Users of gcc have very limited options. libFuzzer requires a Clang-only compile switch, and gcc doesn’t have a memory sanitizer at this time, so the only supported choice is AFL with address sanitizing.

Results and Recommendations

Fuzzing json_spirit has so far found only a single bug, in Boost.Spirit, where an inappropriate check for ASCII characters produces an assertion failure. It may be that more running time is required to access more paths in the code. I also suspect that using C++ strings and other higher-level abstractions (streams, variants etc.) tends to reduce the sort of bugs found in C-style code where pointer arithmetic, fixed-size buffers, memcpy etc. are common.

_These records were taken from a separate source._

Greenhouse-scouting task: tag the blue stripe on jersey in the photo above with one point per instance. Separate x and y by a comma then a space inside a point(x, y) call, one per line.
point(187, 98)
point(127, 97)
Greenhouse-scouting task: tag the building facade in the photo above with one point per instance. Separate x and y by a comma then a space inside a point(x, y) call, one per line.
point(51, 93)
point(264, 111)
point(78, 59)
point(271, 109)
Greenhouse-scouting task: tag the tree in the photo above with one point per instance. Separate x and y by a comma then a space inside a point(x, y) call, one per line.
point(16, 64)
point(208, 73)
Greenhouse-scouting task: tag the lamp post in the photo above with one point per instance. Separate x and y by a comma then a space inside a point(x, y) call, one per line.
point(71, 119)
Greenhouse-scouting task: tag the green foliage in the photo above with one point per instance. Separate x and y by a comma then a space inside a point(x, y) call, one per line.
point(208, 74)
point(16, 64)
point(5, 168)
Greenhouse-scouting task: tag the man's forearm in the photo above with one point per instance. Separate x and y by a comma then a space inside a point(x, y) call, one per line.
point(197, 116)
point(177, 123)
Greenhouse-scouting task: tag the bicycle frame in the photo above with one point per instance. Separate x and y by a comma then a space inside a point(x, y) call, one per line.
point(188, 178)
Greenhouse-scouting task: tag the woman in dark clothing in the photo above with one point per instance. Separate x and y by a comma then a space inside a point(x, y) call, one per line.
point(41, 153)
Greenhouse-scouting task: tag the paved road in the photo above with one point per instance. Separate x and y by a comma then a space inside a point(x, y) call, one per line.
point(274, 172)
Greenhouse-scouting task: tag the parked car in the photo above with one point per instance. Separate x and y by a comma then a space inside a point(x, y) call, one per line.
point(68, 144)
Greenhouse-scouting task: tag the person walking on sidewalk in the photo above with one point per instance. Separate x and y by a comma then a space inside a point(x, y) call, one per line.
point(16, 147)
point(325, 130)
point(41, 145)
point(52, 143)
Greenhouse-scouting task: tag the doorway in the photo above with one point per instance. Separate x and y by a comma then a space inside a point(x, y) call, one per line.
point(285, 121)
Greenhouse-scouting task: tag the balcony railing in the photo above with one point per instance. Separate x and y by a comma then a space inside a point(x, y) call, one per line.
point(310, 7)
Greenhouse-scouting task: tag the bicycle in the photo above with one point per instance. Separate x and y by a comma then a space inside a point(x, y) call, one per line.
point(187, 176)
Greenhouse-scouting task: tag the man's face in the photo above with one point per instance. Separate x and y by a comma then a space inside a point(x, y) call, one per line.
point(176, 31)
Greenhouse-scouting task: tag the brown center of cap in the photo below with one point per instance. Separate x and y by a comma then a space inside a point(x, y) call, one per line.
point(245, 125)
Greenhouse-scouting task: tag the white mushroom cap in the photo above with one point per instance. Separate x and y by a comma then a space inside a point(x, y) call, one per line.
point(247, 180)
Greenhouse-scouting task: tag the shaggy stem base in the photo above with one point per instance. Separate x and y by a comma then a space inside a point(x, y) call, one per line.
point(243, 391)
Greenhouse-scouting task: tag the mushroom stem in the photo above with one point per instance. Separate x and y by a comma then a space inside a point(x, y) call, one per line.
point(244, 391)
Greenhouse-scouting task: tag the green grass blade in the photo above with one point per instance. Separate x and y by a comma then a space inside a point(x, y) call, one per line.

Going forward my default fuzzing approach will probably be AFL in “fast Clang” mode with address sanitizing. AFL is more mature and has more sophisticated mutation algorithms, and though its one-process-per-test approach is slower, the special Clang support compensates. Address sanitizing seems much faster than memory sanitizing, and you can always re-run all the “interesting” (unique path) test cases afterwards with msan turned on instead.

Quickstart

If you’d like to run fuzzing on your own code using this infrastructure, I suggest:

  1. Copy fuzzing/CMakeLists.txt and replace json_spirit references with your code, built as a library.
  2. Rewrite fuzzing/fuzz_onecase.cpp to be your own test driver.

I hope this proves helpful to someone.